Aunque me llevó mucho tiempo reconocerlo, la evidencia era bastante obvia. Bebía diariamente, y sabía que tenía un problema grande. Una noche, al salir a cenar con mi marido, me fui tambaleando hasta el coche, y le dije, “Tengo que ir a un centro de tratamiento.” Se dispuso todo para que así lo hiciera. No recuerdo mucho lo que pasó. Sólo sabía que tenía que ir.

Dada de alta del centro, volví a asistir a las reuniones de A.A., pero tenía todavía la sensación de no pertenecer. Me decía que todos me estaban mirando a mí, una viejecita tan amable. Me sentía muy desgraciada; no sabían nada de mí, porque no estaba dispuesta a decirles nada. Yo era una sabelotodo que iba alejándose poco a poco. No pasó mucho tiempo antes de que tomara una copa.

Me llevó tiempo entender que tendría que dar si quería sobrevivir en el programa. Me es importante no sentarme con los brazos cruzados, sino hacer algo —y el trabajo de servicio de Alcohólicos Anónimos me da esta oportunidad—. A través del servicio, he conocido a mucha gente maravillosa.

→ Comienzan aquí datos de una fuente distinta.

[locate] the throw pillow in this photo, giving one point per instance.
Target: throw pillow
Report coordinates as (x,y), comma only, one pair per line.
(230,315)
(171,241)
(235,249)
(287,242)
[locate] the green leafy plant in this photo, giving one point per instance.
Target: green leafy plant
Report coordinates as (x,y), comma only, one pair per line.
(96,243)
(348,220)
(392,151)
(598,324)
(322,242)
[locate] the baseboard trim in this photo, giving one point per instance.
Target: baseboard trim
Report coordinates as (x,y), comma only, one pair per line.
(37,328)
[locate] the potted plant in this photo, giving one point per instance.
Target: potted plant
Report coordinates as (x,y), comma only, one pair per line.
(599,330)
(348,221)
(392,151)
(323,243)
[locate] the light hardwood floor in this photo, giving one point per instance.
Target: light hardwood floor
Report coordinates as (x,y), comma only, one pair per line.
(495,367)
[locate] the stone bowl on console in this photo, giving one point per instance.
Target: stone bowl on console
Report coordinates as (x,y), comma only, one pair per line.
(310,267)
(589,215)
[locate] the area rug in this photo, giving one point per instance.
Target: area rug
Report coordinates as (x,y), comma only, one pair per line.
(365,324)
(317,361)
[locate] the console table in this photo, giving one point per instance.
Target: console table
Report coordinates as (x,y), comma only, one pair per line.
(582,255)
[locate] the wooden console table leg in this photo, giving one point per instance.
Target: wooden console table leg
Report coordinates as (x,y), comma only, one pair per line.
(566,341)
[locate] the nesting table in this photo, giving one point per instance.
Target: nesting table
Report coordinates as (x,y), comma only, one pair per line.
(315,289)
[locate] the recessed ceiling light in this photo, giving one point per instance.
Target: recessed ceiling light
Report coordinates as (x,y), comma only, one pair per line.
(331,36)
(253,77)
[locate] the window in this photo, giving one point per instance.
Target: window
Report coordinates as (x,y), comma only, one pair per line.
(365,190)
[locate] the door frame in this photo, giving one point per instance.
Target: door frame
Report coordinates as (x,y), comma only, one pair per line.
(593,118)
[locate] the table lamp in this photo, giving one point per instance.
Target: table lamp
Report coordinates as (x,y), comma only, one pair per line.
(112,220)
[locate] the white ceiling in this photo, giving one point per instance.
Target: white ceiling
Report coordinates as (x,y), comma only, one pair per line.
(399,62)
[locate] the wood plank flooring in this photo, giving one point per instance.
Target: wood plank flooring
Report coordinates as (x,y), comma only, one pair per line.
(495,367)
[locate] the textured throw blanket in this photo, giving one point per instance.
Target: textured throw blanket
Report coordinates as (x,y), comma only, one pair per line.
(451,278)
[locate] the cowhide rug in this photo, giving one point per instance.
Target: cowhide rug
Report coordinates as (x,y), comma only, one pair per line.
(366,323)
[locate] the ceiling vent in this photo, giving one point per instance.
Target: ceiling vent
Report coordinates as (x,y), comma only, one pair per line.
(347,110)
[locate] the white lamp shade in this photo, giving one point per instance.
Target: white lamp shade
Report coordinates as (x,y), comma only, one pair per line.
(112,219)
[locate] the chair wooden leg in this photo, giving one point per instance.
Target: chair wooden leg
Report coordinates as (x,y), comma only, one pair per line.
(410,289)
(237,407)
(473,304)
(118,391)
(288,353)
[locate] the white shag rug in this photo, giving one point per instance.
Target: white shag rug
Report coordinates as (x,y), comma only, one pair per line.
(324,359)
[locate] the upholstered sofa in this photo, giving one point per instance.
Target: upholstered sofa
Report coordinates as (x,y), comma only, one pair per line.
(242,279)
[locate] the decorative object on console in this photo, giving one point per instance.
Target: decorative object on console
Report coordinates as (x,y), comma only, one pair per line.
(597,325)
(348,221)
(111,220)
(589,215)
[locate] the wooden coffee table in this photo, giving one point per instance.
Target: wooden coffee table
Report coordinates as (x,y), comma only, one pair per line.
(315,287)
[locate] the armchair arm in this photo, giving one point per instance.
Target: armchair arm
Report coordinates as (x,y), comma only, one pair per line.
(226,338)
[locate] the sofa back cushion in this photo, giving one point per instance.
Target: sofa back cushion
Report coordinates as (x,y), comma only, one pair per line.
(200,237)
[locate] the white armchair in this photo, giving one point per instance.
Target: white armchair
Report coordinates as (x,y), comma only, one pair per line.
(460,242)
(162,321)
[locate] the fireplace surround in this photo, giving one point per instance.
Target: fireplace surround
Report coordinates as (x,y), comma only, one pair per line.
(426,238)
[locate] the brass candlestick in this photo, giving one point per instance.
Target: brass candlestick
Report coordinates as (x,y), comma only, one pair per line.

Mis nietos saben que soy una alcohólica y procuran que su abuelita tenga su refresco o su agua con hielo. Al principio, me preocupaba que lo supieran, hasta que me di cuenta de que yo no quería ser una madre o una abuela borracha. Ahora soy bisabuela, y de alguna forma ser una bisabuela borracha habría sido peor.